İş gücü katılım oranındaki gerileme konusunda ilk yıllarda FED ve Yellen dahil herkes şaşırmış gibi davransa da daha 2000’li yılların başında katılım oranında bu yıllar için düşüş bekleyen FED araştırma raporlarını çok önceden paylaşmıştım. Yani olan biten önemli ölçüde var olan dinamiklerle anlaşılabiliyor. Ancak yine de ikinci alternatifin doğru olduğu var sayımına da göz atmakta fayda var. Istihdam akımı = İşsizken iş sahibi olan - İşsizken iş gücünden çıkan şeklinde tanımlanabilir. Bu açıdan baktığımızda akım geçen yılın ortasında artıya geçti ve bu yıl itibarı ile kriz önceki ortalama seviyelere ulaştı. Biraz daha yolu olsa da sona geldiğimizi düşünüyorum.
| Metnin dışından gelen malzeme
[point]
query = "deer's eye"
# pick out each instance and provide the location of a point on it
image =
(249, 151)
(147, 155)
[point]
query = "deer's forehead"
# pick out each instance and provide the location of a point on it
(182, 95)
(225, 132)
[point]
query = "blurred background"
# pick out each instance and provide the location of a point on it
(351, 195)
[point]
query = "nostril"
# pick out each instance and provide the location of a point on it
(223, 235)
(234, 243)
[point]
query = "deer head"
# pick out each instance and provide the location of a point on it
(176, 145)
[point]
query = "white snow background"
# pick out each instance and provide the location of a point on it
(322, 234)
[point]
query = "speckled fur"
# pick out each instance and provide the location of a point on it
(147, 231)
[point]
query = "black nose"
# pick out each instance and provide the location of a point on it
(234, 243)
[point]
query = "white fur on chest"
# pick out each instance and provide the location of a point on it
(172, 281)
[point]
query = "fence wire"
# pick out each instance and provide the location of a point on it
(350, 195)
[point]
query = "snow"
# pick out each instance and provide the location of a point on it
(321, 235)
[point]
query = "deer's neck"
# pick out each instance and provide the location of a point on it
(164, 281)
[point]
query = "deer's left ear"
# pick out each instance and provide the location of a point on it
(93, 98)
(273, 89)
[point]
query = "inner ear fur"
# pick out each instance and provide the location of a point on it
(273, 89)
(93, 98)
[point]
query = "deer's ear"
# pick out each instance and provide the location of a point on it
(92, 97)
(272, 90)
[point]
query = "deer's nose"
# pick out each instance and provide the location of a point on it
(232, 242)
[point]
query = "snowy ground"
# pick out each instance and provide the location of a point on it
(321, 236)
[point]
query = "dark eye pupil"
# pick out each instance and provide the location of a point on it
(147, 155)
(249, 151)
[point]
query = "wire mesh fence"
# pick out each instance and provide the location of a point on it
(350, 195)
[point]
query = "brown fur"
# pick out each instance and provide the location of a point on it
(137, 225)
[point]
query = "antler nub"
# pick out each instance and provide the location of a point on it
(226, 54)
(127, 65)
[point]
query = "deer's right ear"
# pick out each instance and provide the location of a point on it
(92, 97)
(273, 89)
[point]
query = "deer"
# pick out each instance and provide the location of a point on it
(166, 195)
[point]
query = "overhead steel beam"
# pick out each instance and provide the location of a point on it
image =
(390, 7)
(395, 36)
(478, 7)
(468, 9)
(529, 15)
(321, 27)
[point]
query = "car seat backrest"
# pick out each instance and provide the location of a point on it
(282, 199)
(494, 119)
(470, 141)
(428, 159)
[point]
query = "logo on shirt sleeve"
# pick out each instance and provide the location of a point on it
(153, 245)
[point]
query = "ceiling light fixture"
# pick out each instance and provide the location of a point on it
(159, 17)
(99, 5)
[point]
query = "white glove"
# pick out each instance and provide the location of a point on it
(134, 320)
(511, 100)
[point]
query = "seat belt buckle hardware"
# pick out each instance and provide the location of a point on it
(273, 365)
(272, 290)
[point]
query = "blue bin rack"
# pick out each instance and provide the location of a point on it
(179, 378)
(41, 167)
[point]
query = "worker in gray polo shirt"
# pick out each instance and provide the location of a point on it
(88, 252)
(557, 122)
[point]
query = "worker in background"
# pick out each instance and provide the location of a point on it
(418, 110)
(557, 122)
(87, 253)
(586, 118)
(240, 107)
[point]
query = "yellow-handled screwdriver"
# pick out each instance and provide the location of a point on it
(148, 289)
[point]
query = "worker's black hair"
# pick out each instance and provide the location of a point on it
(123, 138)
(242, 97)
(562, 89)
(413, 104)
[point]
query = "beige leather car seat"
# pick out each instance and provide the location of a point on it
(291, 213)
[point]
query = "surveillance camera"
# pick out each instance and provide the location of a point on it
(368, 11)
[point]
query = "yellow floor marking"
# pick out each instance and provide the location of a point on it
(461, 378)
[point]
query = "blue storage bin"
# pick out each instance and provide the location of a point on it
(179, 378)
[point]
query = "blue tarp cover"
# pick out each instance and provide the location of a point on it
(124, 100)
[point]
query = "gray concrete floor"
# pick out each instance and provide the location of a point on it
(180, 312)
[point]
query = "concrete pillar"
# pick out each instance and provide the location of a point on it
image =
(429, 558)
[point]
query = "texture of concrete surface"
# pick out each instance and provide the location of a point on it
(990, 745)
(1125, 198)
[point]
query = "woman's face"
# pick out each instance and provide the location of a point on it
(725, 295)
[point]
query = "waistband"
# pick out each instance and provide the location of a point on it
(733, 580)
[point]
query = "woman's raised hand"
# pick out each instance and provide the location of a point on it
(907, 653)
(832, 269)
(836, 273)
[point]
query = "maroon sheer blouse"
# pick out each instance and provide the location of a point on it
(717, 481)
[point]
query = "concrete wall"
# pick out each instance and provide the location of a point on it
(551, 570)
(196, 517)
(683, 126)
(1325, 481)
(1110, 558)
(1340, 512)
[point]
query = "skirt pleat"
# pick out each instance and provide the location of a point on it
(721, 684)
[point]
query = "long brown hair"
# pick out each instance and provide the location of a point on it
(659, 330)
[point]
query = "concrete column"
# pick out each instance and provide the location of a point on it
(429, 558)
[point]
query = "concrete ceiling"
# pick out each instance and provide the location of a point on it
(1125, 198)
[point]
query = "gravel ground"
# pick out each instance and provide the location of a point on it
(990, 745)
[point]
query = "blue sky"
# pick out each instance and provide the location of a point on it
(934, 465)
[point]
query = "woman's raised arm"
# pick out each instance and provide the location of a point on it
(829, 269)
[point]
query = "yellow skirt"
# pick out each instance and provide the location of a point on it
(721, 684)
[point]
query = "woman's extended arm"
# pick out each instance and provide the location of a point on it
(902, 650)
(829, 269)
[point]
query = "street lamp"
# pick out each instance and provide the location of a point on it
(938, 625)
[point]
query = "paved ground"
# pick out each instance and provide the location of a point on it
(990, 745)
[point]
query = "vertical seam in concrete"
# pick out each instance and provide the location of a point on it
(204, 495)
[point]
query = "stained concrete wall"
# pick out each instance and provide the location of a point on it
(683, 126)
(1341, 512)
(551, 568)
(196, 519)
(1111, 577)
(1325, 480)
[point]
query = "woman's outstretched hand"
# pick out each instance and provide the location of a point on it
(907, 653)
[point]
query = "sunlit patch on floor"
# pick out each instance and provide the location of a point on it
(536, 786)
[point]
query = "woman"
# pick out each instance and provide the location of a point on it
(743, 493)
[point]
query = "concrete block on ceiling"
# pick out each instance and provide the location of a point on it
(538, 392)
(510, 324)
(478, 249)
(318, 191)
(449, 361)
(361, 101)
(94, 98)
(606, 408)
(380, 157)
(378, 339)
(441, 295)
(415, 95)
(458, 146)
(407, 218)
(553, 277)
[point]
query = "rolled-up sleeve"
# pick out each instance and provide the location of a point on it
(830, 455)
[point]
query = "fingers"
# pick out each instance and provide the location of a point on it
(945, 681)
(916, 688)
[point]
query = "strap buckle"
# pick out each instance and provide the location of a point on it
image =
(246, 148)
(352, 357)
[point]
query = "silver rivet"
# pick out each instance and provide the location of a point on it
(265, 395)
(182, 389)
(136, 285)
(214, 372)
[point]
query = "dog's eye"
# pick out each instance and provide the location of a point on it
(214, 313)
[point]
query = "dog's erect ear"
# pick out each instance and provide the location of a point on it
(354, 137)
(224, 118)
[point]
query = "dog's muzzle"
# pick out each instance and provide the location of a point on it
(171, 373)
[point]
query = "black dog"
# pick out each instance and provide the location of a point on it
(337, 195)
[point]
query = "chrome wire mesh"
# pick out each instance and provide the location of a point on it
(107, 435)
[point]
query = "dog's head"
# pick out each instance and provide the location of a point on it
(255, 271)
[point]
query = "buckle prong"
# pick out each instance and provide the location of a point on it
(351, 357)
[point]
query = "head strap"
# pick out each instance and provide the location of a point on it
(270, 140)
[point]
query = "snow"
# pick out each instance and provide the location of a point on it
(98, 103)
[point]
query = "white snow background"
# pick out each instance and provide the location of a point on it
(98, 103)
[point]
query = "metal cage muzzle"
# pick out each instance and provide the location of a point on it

Buradan vergi paketine bağlamakta fayda var. Doğal olarak bu tip bir adım 2010 yılında atılsa farklı bir etki yaratırdı, şu anda da farklı bir etki yaratacak. Dolar bazında karlar zaten rekor seviyelerde seyrediyor ve 2017 yatırımların artmaya başladığı bir dönem oldu, 4. çeyrek verileri de yatırımların devam ettiğini gösteriyor. Vergi indirimi ister 2018 başında isterse sonunda gelsin bu resim çok büyük bir değişikliğe uğramayacaktır. Şirketler bir süre daha yatırımlarını artıracak (2.26 trilyon dolar likit varlık var şirketlerde) ancak sadece vergi paketi geldi diye kararlarını değiştirmeyecek. ABD reel büyümesi potansiyel büyümesini yakalamış durumda yani çıktı açığı söz konusu değil. 1998-00 ve 2006-07 dönemlerinde çıktı açığı ortadan kalktığında ekonomi ısındığından biraz gecikmeli olarak enflasyon da yukarı hareketleniyor. O halde 2010 yılında açıklansa sağlıklı bir şekilde toparlanmanın hızlanmasına neden olacak olan vergi paketi bu kez sadece ekonominin daha ısınmasına neden olacak zira zaten potansiyellerine kendi dinamikleri ile ulaşan bir büyüme görüyoruz (bu arada Trump’ın yüzde 6 büyüme açıklaması dün açıklanan verimlilik rakamları ile imkânsızın da ötesinde) . İstihdam piyasasında azalan veya bitmiş olan atıl iş gücü + ekonominin potansiyelinde azalan veya bitmiş olan atıl kapasite bir araya geldiğinde paketli veya paketsiz enflasyon riskinin piyasada en hafife alınan risk olduğunu düşünüyorum.